The Importance of Student Journalism


1940 Ramsey Yearbook

RAM Booth, 1940 Activity Fair

In April of last year, a story about six students at Pittsburg High School in Kansas that caused the resignation of the school’s newly hired principal was widely reported. When a student went to interview the new hire, Amy Robertson, for a profile, the interviewee was evasive in her responses. Questions about her background including an unaccredited master’s program and an undergraduate degree in a program that didn’t exist were raised in an article released on a Friday that triggered the resignation the following Tuesday. Before anyone starts doing impromptu background checks on our school administration, that is not my point in raising this example. The point is that student journalists are capable of interviewing, investigating, and telling impactful stories that otherwise might not be told.

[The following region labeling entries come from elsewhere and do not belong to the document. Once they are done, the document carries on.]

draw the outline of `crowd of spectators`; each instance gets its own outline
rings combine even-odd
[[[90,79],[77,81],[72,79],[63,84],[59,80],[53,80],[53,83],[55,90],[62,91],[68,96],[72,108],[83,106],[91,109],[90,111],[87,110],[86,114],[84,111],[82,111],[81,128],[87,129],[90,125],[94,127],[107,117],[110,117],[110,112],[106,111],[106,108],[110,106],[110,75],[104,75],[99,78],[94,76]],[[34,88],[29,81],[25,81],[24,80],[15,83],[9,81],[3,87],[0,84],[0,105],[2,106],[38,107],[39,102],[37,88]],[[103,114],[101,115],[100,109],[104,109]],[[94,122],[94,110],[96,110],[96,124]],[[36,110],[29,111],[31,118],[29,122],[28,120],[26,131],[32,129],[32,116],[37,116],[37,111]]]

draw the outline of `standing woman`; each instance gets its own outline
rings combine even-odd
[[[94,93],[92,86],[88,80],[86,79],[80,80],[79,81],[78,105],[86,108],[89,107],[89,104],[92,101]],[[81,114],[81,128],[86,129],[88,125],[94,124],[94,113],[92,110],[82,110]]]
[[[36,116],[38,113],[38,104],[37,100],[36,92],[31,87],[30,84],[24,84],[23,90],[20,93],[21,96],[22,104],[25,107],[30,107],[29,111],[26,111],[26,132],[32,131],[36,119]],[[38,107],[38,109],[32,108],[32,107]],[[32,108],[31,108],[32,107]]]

Your parents may get the Ramsey Journal in the mail, which today is a newsletter, but used to be a regular newspaper covering Ramsey, NJ. Local news coverage by the Bergen Record is reported to have suffered when the paper was sold by the Borg family to the Ganett Company, which also owns the Suburban News. This consolidation phenomenon is playing out nation-wide: a Brookings Institution report showed that the number of newspapers per million people in the U.S. dropped from 1,200 in 1945 to 400 in 2014. There are a number of reasons for this, chief among them that digital models of news consumption have not been as profitable as paper newspapers were, but the end effect is clear: less coverage of local news by professional reporters.

Chances are, if a student journalist is covering a story of local interest to Ramsey High or the Ramsey area, that journalist will be the only one covering the story. Otherwise, it won’t be told.

Despite some bleak statistics for print journalism, the number of students pursuing journalism degrees appears to be increasing. In reaction to an era of both fake news, and real news being attacked as fake news, a CBS MarketWatch story suggests enrollments in journalism programs are up: 10% at Columbia University, 19% at the University of Southern California, and 24% at Northwestern University.

Finally, there is an opportunity for personal growth, whether a student has any interest in pursuing journalism as a career or not. Communicating via the written word will be a part of many careers students embark upon, whether it is drafting project specifications, writing a proposal, or crafting an email. One way to improve your writing is the pressure born of the promise that it will be shown to a hundred people live on a web site. Learning how to craft a story effectively, getting practice conducting interviews, and building an accessible portfolio of your written work are additional benefits.

To put it succinctly, our school community needs the RAM, and the RAM needs you.